OP HERE! Solved the hugging to death issue. Reached the Spotify 11k playlist limit. Deleting old playlists and the site should be working as intended now.
THANK YOU whoever posted this!
Currently working on:
Fixing the recommendation scoring function. Right now it's giving hit or miss responses. I think the problem is with my cross encoder "reranker" is not doing its job the right way. I'll fix the passages it looks at when re ranking based on the query.
Also getting rid of the input box animation, lol. I've gotten flack for that on Reddit too. You should have seen the old site. It still renders that HTML on mobile.
It's still hugged-to-death so I can't see it, but based on responses, this looks extremely cool!
I know that monetization is a sticky topic for many people, so please don't be offended if this isn't something you're looking for, but I have a bunch of contacts in a major music streaming service's recommendation and personalization teams - if you'd like an intro to discuss this with them (either selling the idea/implementation, or using it as a resume-item for a job), drop me an email (in my about box).
I’d love to know at a high level how you went about implementing this. Is it just using OpenAI’s built-in music knowledge? Did you do any of your own classification?
TLDR: Lots of musical metadata converted into paragraphs and the SentenceTransformers Retrieve & Re-Rank Pipeline.(https://www.sbert.net/index.html)
The sentence embeddings are calculated using a Bidirectional Encoder Representation Transformer (BERT) model. There's a pre-trained model for this network trained on over 1 billion sentences from the internet that is publicly available, (thanks Microsoft) . The model transforms your description into a 784-long list of numbers (a vector) that represents the contextual meaning of your sentence.
The model runs off a dataset of musical metadata for 35,000 songs. As a "chronically online music nerd", I knew where to find it. The metadata is very rich, it has a lot of useful columns like the genres, subgenres, and descriptions of tracks. The numerical data is binned into categorical values like "obscure" mapping popularity between 0 and 10, "highly danceable" mapping danceability between 80 and 100, etc. The text data is modified into a coherent sentence: "this song's main genres are _____. this song is from the 80s. this name of this song is lovefool by the cardigans. etc"

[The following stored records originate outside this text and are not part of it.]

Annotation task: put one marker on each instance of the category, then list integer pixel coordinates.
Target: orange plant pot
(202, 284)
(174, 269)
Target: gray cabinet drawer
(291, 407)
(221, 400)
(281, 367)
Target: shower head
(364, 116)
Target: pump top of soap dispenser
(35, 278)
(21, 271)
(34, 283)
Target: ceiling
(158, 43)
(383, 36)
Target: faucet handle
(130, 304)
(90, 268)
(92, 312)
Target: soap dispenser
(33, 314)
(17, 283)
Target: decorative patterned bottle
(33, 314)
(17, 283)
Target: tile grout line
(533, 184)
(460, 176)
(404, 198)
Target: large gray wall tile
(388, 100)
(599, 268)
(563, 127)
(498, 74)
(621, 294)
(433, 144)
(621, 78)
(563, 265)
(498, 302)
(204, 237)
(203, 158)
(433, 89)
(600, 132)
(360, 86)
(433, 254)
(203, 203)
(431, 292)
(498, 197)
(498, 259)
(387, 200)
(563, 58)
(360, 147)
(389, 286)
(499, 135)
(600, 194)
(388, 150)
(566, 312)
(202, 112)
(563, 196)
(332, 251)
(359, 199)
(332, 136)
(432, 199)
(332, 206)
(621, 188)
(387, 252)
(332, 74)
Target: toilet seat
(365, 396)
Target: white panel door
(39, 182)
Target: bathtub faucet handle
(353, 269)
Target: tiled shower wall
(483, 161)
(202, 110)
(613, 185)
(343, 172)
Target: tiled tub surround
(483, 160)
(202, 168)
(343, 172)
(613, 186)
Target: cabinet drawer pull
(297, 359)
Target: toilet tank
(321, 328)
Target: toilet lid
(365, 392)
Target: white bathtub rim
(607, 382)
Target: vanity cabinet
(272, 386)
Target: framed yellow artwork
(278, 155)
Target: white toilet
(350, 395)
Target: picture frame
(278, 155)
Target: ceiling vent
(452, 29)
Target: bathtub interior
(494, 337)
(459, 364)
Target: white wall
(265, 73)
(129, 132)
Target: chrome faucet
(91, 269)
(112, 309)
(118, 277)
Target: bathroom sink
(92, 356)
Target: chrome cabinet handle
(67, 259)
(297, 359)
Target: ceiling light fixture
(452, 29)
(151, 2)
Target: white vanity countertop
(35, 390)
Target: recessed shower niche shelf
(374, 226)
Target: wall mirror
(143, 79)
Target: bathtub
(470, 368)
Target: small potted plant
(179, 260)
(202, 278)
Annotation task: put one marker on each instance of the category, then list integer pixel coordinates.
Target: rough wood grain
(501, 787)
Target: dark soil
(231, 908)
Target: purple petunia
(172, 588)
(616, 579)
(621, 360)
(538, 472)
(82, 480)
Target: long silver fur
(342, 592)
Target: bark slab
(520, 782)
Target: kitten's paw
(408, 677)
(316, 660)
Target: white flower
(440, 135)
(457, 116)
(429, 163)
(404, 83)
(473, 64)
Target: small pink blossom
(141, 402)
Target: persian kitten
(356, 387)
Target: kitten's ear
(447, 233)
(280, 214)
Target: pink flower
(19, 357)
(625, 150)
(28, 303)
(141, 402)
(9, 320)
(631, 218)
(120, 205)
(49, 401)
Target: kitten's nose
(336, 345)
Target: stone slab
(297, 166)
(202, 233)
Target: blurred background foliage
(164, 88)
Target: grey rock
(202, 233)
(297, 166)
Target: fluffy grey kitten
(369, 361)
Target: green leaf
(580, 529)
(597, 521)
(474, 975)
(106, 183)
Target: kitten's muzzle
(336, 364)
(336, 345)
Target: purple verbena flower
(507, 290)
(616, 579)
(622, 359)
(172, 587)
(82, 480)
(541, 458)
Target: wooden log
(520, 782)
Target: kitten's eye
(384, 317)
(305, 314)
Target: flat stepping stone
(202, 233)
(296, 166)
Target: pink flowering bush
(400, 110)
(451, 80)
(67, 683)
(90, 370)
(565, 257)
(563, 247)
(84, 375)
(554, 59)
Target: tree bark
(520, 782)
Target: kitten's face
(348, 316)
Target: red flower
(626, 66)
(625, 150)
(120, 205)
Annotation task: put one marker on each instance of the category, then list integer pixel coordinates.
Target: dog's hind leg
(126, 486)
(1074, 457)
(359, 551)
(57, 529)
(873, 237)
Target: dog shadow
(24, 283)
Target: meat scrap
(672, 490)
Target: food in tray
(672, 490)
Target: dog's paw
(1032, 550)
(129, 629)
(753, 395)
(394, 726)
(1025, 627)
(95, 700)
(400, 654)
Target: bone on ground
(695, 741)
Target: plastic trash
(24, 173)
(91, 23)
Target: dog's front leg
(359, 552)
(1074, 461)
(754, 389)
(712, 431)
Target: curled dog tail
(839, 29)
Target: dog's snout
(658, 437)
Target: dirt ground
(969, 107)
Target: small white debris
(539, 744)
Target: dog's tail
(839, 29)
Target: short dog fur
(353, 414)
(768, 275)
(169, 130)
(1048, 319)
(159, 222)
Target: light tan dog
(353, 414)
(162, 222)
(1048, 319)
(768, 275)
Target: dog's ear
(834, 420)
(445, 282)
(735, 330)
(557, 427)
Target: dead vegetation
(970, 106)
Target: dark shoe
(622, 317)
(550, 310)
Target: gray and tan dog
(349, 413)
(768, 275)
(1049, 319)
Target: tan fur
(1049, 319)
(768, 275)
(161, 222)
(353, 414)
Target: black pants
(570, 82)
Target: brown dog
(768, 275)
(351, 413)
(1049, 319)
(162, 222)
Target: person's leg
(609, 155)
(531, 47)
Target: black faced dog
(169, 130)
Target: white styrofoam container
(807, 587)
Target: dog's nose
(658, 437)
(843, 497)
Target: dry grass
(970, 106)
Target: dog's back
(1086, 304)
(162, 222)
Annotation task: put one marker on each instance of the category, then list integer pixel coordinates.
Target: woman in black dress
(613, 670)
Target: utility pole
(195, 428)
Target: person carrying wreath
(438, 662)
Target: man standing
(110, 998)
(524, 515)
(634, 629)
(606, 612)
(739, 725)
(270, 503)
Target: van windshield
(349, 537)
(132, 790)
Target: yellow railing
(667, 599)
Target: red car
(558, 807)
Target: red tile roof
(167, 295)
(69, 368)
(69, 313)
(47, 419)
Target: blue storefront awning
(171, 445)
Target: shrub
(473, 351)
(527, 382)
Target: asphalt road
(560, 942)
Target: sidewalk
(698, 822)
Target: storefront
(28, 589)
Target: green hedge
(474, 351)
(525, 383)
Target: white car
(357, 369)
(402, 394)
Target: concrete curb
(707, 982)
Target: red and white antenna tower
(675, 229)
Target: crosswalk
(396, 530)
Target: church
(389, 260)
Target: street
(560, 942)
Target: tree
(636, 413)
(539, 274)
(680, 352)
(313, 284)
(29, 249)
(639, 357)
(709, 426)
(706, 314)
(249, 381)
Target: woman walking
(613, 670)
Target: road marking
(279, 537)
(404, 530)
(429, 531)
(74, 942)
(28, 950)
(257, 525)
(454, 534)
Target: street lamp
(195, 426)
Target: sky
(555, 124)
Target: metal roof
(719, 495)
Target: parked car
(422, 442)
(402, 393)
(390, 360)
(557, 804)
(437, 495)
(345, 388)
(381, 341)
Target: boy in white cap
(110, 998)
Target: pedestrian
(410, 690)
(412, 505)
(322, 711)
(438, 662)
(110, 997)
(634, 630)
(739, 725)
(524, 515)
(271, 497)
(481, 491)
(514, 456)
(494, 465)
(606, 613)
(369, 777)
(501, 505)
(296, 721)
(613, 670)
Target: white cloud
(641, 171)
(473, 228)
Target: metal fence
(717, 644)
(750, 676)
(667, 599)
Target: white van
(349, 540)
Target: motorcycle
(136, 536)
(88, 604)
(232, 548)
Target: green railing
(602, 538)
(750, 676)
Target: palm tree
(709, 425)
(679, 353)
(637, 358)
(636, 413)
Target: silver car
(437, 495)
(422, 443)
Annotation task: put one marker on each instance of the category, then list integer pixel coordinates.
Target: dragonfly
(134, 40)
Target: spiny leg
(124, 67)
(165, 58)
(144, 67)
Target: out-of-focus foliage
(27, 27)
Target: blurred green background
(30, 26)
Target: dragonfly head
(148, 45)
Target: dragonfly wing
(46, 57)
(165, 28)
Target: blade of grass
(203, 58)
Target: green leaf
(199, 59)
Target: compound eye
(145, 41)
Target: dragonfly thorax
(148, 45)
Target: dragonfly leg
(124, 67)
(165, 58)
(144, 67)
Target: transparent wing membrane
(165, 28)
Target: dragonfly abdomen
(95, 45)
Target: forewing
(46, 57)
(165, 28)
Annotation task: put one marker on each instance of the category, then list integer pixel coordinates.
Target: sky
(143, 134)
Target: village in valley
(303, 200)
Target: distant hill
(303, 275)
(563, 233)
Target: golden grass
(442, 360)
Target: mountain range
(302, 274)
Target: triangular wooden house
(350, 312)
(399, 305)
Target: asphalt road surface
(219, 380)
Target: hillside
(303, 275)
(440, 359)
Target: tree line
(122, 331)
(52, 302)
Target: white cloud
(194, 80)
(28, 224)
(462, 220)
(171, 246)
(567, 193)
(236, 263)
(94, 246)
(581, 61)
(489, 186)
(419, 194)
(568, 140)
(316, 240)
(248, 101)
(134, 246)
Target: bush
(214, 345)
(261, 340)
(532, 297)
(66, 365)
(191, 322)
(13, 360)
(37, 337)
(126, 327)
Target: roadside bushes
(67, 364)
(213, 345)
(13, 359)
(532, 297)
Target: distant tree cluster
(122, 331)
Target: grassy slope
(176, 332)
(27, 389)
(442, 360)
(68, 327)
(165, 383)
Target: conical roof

An arduous part of the project was describing each musical genre in depth, with its own paragraph such that each genre's actual contextual meaning is captured and not just "This song is a Hyperpop song" or "This song is Adult Contemporary". It was a big exercise in music history and tested my knowledge of music. I also learned a lot about musical genres like "Mongolian Throat Singing" and how it compares to "Gamelan Throat Singing".
I also put the song lyrics for each song through GPT-3 and asked it to summarize the lyrical themes. That's also embedded and used in NLPlaylist.
Each feature for each song in our metadata dataset is now a big paragraph that describes the song. The paragraph is split up into sentences, and the embedding of each sentence is found. The final embedding for each song is then calculated by taking a weighted average over all sentence embeddings from the big paragraph and genre and lyrical embeddings.
To make your playlist, all that has to be done is compare the embedding of your query all 35,000 embeddings in the dataset and return the 100 most similar queries, using the cosine similarity distance metric. Thank god we have computers.
Once the 100 most similar candidate tracks are found, they are reranked using a "cross encoder" trained on 215M question-answer pairs from various sources and domains, including StackExchange, Yahoo Answers, Google & Bing search queries to give the best matches.
Incredible work, and great explanation, thank you. Could you comment more on the cost of running this (e.g. per query or per hour, or however it's set up)? Where are you running the model from?
Also, could you provide more details on the cross encoder used for reranking?
Btw, if you already have all these song embeddings, it would be very interesting to be able to pick a song, and get all the similar ones in a playlist (sort of like "Song radio" on Spotify)!
Having worked with the same tech, I'd assume this is pretty inexpensive both to train and run. Probably in the low 1000s (maybe even mid 100s?) to train. knn search on 35k entries is pretty simple. The most expensive is probably the cross encoder (both to train and to run). Would also be interested to know
I haven't tried it yet, but this is exactly how I've always wanted to have playlists generated, so I'm looking forward to trying it! Auto-generated playlists are sometimes great, but IMO they often miss the mark of what I wanted or why I like a particular song. So I think this kind of playlist generation could help solve this, especially if the playlist can be refined after initial generation.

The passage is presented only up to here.